Organizations running Microsoft Defender Antivirus or Microsoft Defender for Endpoint on their Exchange servers should know that the backdoor and activities related to this vulnerability are detected, provided they have been configured correctly to receive updates and for example EDR is in block mode; see the Mitigation section in the Security blog.

(Update on October 3, 2022): The (original) filter to mitigate the situation, specified by the GTSC as well as various websites, is too specific. The filter can easily be circumvented by variations - but effectively identical – of the manufactured request. This also applies to the URL Rewrite Rule that is currently being pushed through the Exchange Emergency Mitigation Service (EEMS). A more broad rule to filter requests is:

*.autodiscover\.json.*Powershell.*

(Update on October 4, 2022): Microsoft has updated the filter expressions mentioned throughout their articles with the more broad expression listed above. The IIS URL Rewrite Rules published through EEMS also received an update (EOCS 1.0.7), correcting the situation (not the @ omission in the detection pattern):

<Action type="UrlRewrite" id="1" scope="Server" desc="Mitigation of CVE-2022-41040 via a URL Rewrite configuration.">
<Value>
<RewriteConfiguration> <type>Web</type> <path>IIS:/sites/Default Web Site</path> <section>system.webServer/rewrite/rules</section> <rules> <rule name="EEMS M1.1 PowerShell - inbound" stopProcessing="true"> <match url=".*" /> <conditions> <add input="{REQUEST_URI}" pattern=".*autodiscover\.json.*Powershell.*" /> </conditions> <action type="AbortRequest" /> </rule> </rules> </RewriteConfiguration>
</Value>
</Action>

Microsoft also updated their advisory, and is now also recommending organizations to disable Remote PowerShell for non-administrator roles (instructions here). Sample queries were also added to the Security blog which can be used to hunt for indicators of compromise.

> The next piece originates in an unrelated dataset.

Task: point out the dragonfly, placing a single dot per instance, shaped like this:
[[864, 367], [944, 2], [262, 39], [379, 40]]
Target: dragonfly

(Update on October 5th, 2022): The filter when specified works against the pre-URL decoded request, meaning that it is ineffective when specifying the URL using URL encoded characters. For example, you can use %20 for spaces or %61 for 'a'. Solution is to explicitly state that you want to filter against the URL decoded URI by changing the condition input to {UrlDecode:{REQUEST_URI}}. The latest updates for EEMS will also configure this rule on your Exchange servers.

At the time of writing, Microsoft has not publish a security fix yet.